[TheForge] O/T Survivor
John Husvar
[email protected]
Fri Jan 2 19:57:01 2004
GHS wrote:
> Phlip, IN NO WAY, am I in favor of disarming the populace. Previous
> posts of mine will stand witness to that.
>
> I just would not want to be in the plane , flying at altitude, when
> someone pops out a window.
>
> Mike Graf
>
Well, you'd be a little cold and maybe uncomfortable in the ears for the
time it'd take the pilot to make a controlled descent to an altitude
where pressurization is no longer needed. That's about it: That and
using those execrable oxygen masks. :)
God, how I wish Goldfinger had never been made!
Explosive decompression is a myth, folks. Gad, even Mythbusters did a
show on the subject. Status of myth: Busted. (Discovery Channel, IIRC)
The pressurization control valving on an airliner adds up to about the
diameter of a basketball when wide open. All a bullet through the skin
of an airliner would cause is that valving would have to be closed a
little tighter. Loss of an entire window might mean the pilot would have
to descend to below 10,000 feet in a little bit of a hurry.
Getting a whole window to blow out would be a little more difficult.
They puncture more like a car windshield.
Anybody remember the airliner over the pacific, out of Honolulu, that
lost 1/3 of its cabin roof at 30,000 feet? One fatality when a flight
attendant was blown out of the cabin by the 400+ MPH slipstream, several
minor injuries, and a safe return to Honolulu.

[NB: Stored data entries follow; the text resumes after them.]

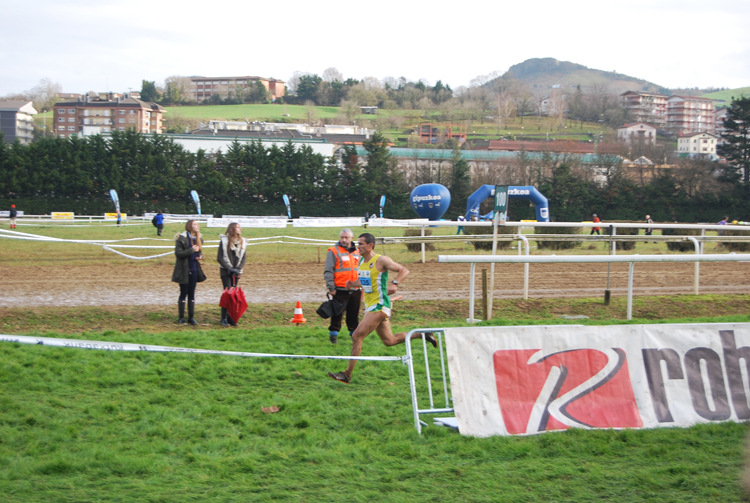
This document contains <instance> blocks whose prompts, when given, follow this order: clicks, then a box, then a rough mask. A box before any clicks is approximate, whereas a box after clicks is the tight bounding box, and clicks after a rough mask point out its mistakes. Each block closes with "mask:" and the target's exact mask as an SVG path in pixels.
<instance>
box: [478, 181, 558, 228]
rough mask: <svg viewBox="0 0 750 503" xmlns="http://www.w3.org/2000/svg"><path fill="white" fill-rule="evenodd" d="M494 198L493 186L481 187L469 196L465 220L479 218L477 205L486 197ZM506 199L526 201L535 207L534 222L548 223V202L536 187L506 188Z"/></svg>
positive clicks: (548, 209)
mask: <svg viewBox="0 0 750 503" xmlns="http://www.w3.org/2000/svg"><path fill="white" fill-rule="evenodd" d="M494 196H495V186H494V185H482V186H481V187H479V189H477V191H476V192H474V193H473V194H472V195H471V196H469V200H468V201H467V202H466V219H467V220H471V219H472V217H476V218H479V204H480V203H481V202H482V201H484V200H485V199H487V198H488V197H494ZM508 197H509V198H510V199H528V200H530V201H531V202H532V203H534V206H536V220H537V222H549V202H548V201H547V198H546V197H544V196H543V195H542V194H541V193H540V192H539V191H538V190H536V187H529V186H525V187H520V186H516V185H511V186H510V187H508Z"/></svg>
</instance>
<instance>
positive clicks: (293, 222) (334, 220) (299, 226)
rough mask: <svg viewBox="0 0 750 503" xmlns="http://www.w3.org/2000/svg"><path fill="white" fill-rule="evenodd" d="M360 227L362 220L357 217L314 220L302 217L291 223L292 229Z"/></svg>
mask: <svg viewBox="0 0 750 503" xmlns="http://www.w3.org/2000/svg"><path fill="white" fill-rule="evenodd" d="M361 225H362V219H361V218H359V217H341V218H336V217H331V218H314V217H304V218H295V219H294V220H293V221H292V227H339V228H341V229H344V228H346V227H359V226H361Z"/></svg>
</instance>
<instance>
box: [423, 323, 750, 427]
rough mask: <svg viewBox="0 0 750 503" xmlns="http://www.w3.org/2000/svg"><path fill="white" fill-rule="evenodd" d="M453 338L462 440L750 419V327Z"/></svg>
mask: <svg viewBox="0 0 750 503" xmlns="http://www.w3.org/2000/svg"><path fill="white" fill-rule="evenodd" d="M445 339H446V347H447V355H448V365H449V371H450V383H451V390H452V394H453V408H454V410H455V414H456V420H457V423H458V428H459V431H460V432H461V434H463V435H471V436H478V437H486V436H491V435H517V434H521V435H523V434H535V433H541V432H546V431H553V430H565V429H568V428H586V429H590V428H655V427H663V426H690V425H693V424H696V423H712V422H720V421H745V420H748V419H750V406H749V404H748V399H749V398H750V379H749V377H748V376H750V324H748V323H736V324H732V323H726V324H685V325H680V324H674V325H621V326H617V325H615V326H580V325H579V326H570V325H560V326H526V327H469V328H446V329H445ZM412 394H413V396H414V388H412ZM415 410H416V407H415ZM441 412H443V411H441ZM445 412H447V410H445ZM420 413H428V412H425V411H421V412H420ZM432 413H434V412H432ZM415 426H416V427H417V429H418V430H419V429H420V421H419V417H418V414H417V413H416V412H415Z"/></svg>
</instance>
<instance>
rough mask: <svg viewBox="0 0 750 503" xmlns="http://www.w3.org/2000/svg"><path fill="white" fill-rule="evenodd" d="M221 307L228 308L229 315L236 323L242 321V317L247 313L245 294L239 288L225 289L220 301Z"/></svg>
mask: <svg viewBox="0 0 750 503" xmlns="http://www.w3.org/2000/svg"><path fill="white" fill-rule="evenodd" d="M219 307H224V308H226V310H227V314H228V315H229V317H230V318H232V319H233V320H234V322H235V323H236V322H238V321H240V318H242V315H243V314H245V311H247V300H246V299H245V292H243V291H242V288H241V287H239V286H233V287H231V288H225V289H224V291H223V292H222V294H221V298H220V299H219Z"/></svg>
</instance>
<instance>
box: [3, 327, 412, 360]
mask: <svg viewBox="0 0 750 503" xmlns="http://www.w3.org/2000/svg"><path fill="white" fill-rule="evenodd" d="M0 342H16V343H19V344H31V345H37V346H52V347H58V348H73V349H94V350H100V351H126V352H128V351H130V352H132V351H147V352H150V353H189V354H201V355H220V356H239V357H242V358H291V359H298V360H299V359H302V360H361V361H375V362H385V361H401V362H403V361H405V360H404V356H332V355H287V354H275V353H249V352H244V351H221V350H218V349H196V348H180V347H171V346H153V345H150V344H133V343H128V342H113V341H88V340H85V339H61V338H56V337H30V336H25V335H7V334H0Z"/></svg>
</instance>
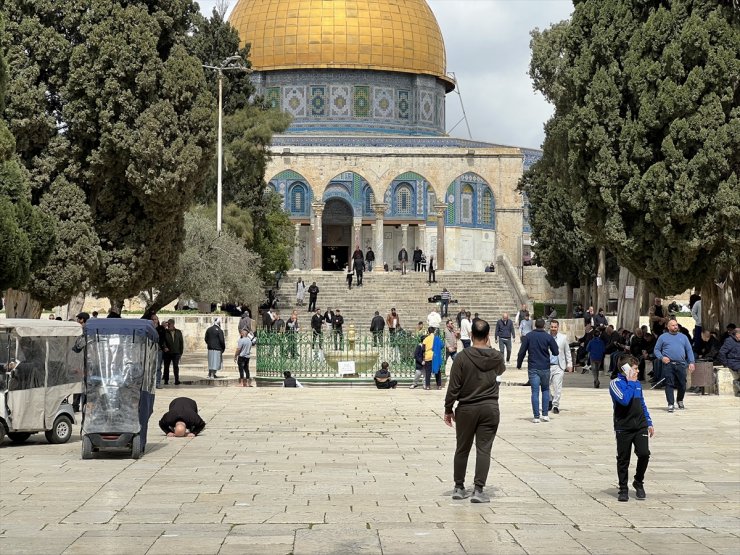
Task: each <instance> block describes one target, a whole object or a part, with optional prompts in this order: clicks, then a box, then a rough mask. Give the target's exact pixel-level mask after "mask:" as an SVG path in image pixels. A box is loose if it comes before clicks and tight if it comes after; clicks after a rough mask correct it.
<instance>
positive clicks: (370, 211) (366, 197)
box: [362, 187, 375, 215]
mask: <svg viewBox="0 0 740 555" xmlns="http://www.w3.org/2000/svg"><path fill="white" fill-rule="evenodd" d="M374 202H375V193H373V190H372V189H371V188H370V187H365V191H364V192H363V198H362V206H363V208H362V210H363V212H364V213H365V214H368V215H372V213H373V203H374Z"/></svg>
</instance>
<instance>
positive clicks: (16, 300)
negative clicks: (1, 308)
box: [5, 289, 42, 318]
mask: <svg viewBox="0 0 740 555" xmlns="http://www.w3.org/2000/svg"><path fill="white" fill-rule="evenodd" d="M41 310H42V307H41V303H40V302H39V301H37V300H35V299H33V298H32V297H31V294H30V293H27V292H26V291H19V290H18V289H8V290H7V291H6V292H5V315H6V316H7V317H8V318H41Z"/></svg>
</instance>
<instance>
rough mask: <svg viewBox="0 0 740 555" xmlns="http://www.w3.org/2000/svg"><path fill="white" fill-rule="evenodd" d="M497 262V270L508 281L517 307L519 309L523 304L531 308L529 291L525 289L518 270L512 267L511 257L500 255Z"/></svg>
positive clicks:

Airliners are pretty hard to hurt. Even that plane that crashed in Sioux
City kept flying with most of the hydraulic controls disabled by an
engine compressor coming apart. Pilot came very close to landing it
under control. The airlines and manufacturer rerouted some of the lines
to make such an event less likely.
I oughta keep a couple of text files on this subject. That way I could
just cut and paste. :)
--
Life is not a journey to the grave with the intention of
arriving safely in one pretty and well-preserved piece.
One should rather skid in broadside, thoroughly used up,
totally worn out, and loudly proclaiming -- "WOW! WHAT A RIDE!"